Meaningful Conversation?
How do you know if you are delivering meaningful conversation?
I’m asking you to consider the big picture in deciding if you are engaged in marketing or meaning-making?
I was reading Lois Kelly’s, Beyond Buzz this weekend. We made the book pilgrimage to the Portland landmark, Powell’s Bookstore where Beyond Buzz by Lois Kelly found me.
It’s not buzz or more information that people want; it’s meaning.
I have been engaged in the profession of sales & marketing since 1994.
Of this I’m certain… I have not been engaged in the profession of meaning-making since 1994.
Meaning helps us make sense of information.
Meaning making helps us make sense of an idea, concept, or product, showing us how it relates to what we already know and believe.
Take our consulting project with Blue Cross-Blue Shield. Lois Kelly mentions the challenge we faced in her book:
Consider the 2006 Medicare Drug Plan, the biggest expansion of Medicare since the health care program began. Information explaining the new prescription drug benefits for senior citizens is so complex and confusing that nearly 80 percent of people eligible for the benefit said they don’t know whether or no they will sign up.
We were hired to equip Blue Cross-Blue Shield to prepare employees to clearly explain Medicare options to people turning 65 and becoming eligible for Medicare.
We met with men and women who were turning 65 to people in their 80′s. We also worked with Blue Cross leadership, front-line employees, clergy, nursing homes, pharmacy owners, and state agencies.
Everyone, including Blue Cross-Blue Shield, were confused about the complex Medicare options.
Here is a picture of me traveling across a state meeting with senior-citizens living in an assisted facility center. The gentlemen somewhat smiled in the picture, but he was confused and frustrated over his options. The Blue Cross-Blue Shield representatives were frustrated as well because they could not legally tell the people who reminded them of their Grandmother or Grandfather “what to do?.”
Can you even imagine for a moment the emotion we felt when seated on a piano bench in a small senior-citizen activity center where many of these fine people we were asking for advice were drinking stale coffee and focused on coloring between the lines in their favorite donated coloring book?

"What do I do now?"
What about you and your own “Blue Cross-Blue Shield” project?
Next time you need to create meaning with your idea, product, or service, try these ingredients for success.
Here are 4 + 1 meaning-making ingredients from the book:
- Relevancy. Relevancy is the function of the brain to make a connection of how something applies to us. In my example of our Blue Cross-Blue Shield consulting project, we made the Medicare options relevant by reminding people turning 65 to open up their mail, turn-on the TV, and pick-up a prescription at their home town pharmacy. Their drug rates were were going up, their coverage options were going down, & they thought once they turned 65 that health care would be covered with little or no charge.
- Context. Context applies to how your idea will be meaningful only if it relates to your listener’s experience. For example, car makers talking about hybrid vehicles in the context of being less dependent on gas and being better stewards of the environment.
- Pattern Making. The book, Beyond Buzz points out, marketing anything requires explaining ideas within people’s existing frames of reference-that is, in a context they already understand. Pattern making is when you connect the dots within a larger frame for people. An example is Best Practices or How to pieces. Take a look at some of the best-selling self-help books to prove this point: 1,000 Places to See Before You Die; The Seven Habits of Highly Effective People; and The 48 Laws of Power.

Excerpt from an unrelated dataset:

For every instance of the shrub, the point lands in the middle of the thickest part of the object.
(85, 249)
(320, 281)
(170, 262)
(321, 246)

- Emotion. Our strongest emotion is love. Figure out how you can share your points of view that are not just rational facts, but ideas that provoke emotionally charged conversation. An example is a personal or third-person story.
- My + 1 is Format. One of the keys to delivering the right meaningful message to the right people in the right way (the way they want to receive) is format. When should you deliver a meaningful message by text, audio, or video? When you are selling something, you should incorporate the most intimate format available to you. That could be the most intimate such as in-person or a video. If you are educating, you can choose a less intimate and more time-shifted format such as text & audio.
What are your meaning-making ingredients for your business?